L'atelier dans la famille, tel qu'on le rencontre
aux
abords de Lyon, tel que nous le montrent les cantons de
Zurich et de Saint-Gall, avec leurs chalets de bois bien
clos le jour, entourés de fleurs, qui laissent le
soir sortir la brodeuse; ces nids gracieux et
parfumés peuvent abriter la jeune fille
isolée; tout naturellement elle peut y retrouver une
mère et des soeurs. L'atelier de famille lui donnera
l'existence normale et simple. Ouvert en pleine nature,
comme il existe en Suisse, comme l'industrie
horlogère du canton de Neuchâtel a su le
conserver; il entremêlera pour l'ouvrière les
bons, les gais travaux de la campagne, les fenaisons, les
moissons, au labeur assidu qui la retient sédentaire
au logis. Voilà ce que fera la famille.
Si l'on veut réunir les ouvrières
isolées, absolument, qu'on regarde à
l'Amérique. Lowel offre le type d'un abri commun qui
n'est pas le cloître, d'une surveillance qui n'est pas
la tutelle; l'ouvrière américaine,
très-indépendante et
très-honnête, y va chercher sa dot, l'acquiert
en peu de temps, et rentre chez elle pour se marier, mais
avec nos moeurs, avec notre inhabileté à nous
gouverner nous-mêmes, l'atelier de famille vaut
mieux.
Tout est-il dit? Non.
Reste la grande question du patronage; gardons-nous
de l'éluder.
Le patronage met la main du riche dans la main du
pauvre. Le patronage remplace l'aumône à
distance, toujours sèche, toujours
débilitante, par cette affection pleine de sympathie,
par cette protection de frère dîné qui
soutient les faibles et qui relève les abattus.

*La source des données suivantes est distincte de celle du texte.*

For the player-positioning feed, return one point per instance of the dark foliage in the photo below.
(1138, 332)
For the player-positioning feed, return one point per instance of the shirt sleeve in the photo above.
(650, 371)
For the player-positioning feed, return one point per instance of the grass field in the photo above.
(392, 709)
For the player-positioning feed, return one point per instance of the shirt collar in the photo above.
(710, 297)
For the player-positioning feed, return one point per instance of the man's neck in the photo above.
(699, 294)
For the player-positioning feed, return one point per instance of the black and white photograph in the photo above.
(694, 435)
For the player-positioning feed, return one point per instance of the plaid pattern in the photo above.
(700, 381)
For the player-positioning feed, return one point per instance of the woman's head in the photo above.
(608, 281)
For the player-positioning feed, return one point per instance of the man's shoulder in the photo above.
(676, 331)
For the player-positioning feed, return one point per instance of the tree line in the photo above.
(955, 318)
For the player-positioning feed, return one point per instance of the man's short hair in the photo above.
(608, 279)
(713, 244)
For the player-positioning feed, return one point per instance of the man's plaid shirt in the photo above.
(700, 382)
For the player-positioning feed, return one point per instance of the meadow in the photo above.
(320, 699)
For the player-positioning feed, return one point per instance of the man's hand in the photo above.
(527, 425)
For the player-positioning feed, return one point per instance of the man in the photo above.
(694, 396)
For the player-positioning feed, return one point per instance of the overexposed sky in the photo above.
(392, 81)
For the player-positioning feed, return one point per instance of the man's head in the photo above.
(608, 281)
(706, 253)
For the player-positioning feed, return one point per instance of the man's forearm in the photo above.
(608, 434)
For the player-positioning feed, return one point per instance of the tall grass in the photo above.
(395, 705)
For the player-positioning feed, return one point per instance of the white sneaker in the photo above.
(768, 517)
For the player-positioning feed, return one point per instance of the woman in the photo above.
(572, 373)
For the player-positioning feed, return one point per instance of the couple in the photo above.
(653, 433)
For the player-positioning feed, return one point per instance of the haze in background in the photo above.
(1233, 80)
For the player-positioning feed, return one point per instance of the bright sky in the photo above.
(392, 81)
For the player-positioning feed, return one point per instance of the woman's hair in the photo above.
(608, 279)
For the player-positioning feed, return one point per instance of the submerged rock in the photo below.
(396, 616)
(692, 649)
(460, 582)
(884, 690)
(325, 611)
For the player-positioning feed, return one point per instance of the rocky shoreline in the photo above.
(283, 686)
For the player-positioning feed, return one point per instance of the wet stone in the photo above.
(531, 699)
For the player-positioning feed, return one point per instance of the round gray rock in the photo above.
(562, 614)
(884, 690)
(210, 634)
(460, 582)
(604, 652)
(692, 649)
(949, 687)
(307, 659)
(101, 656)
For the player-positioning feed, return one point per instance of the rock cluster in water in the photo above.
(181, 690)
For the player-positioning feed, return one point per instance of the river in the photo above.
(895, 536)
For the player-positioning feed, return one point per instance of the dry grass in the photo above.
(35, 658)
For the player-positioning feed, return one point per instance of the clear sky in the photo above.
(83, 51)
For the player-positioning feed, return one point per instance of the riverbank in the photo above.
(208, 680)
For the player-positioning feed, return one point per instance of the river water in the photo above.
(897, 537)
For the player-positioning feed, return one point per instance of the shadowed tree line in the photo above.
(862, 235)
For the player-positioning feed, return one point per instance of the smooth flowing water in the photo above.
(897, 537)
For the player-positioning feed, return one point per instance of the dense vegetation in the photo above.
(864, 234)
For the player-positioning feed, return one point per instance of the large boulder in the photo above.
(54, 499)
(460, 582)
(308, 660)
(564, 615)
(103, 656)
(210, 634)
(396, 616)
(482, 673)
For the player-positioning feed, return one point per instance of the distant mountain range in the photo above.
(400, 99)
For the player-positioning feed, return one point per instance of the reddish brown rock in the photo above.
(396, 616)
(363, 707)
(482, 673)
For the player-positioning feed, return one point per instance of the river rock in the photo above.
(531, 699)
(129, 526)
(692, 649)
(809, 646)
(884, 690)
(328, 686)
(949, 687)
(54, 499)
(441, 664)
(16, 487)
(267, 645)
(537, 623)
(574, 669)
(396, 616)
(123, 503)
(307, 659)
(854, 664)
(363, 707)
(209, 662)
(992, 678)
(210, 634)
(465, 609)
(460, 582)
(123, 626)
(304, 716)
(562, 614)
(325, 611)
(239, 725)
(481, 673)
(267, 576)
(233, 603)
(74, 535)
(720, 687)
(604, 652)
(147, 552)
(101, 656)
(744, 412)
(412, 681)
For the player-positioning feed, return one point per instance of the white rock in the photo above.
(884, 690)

Quelques-uns de nos établissements manufacturiers,
Saint-Gobain, pour ne citer que lui, ont compris cela.
Saint-Gobain possède, nous ne disons pas sa
population, mais sa famille d'ouvriers dont il est le
centre, la sécurité, l'avenir, et qui le
servent de père en fils. Pas un de ceux-là
n'inventerait de déserter; s'en aller, ce serait
s'exiler. Écoles, associations entre ouvriers, soins,
prévoyances, gâteries de la fabrique envers ses
enfants, les intérêts de chacun
protégés, le sanctuaire de chaque
intérieur entouré de sollicitude et de
respect, Saint-Gobain a réalisé ce beau
rêve industriel.
Regarde-t-on aux difficultés, aux conflits,
aux crises! celle du Lancashire, récente et vaincue,
nous prouve qu'il ne faut pas désespérer de
l'industrie tant que l'industrie laisse l'homme debout.
Aucun problème n'est insoluble avec
l'intégrité de la conscience, avec la
prière, avec la ténacité dans la
poursuite du bien; aucun n'est insoluble avec des individus
et non des machines devant soi; aucun n'est insoluble avec
la famille relevée, avec l'amour fraternel pour la
maintenir, avec l'Évangile pour lui donner son vrai
caractère et toute sa dignité.
Je ne sais pas de plus belle vocation aujourd'hui
que
la vocation d'un industriel qui, ne se méprenant pas
sur son rôle, ne le mesurant pas aux petitesses de
l'égoïsme, mais à l'ampleur de la
sympathie et de la foi, en reconnaît
l'élévation suprême, en mesure la
portée, immense, lui obéit dans ses plus
vastes expansions.
Tout, au reste, pour l'industriel comme pour
l'ouvrier, se résume en un mot: conversion du coeur.
Dès que vous aurez la famille, vous aurez l'homme;
dès que vous aurez l'homme, vous aurez l'âme;
dès que vous aurez l'âme, il lui faudra
l'Évangile. Et sitôt que vous aurez
l'Évangile, c'est-à-dire Jésus mort
pour nos offenses, Jésus ressuscité pour notre
justification, vous aurez le renouvellement, vous aurez la
sanctification, vous aurez le coeur, vous aurez tout.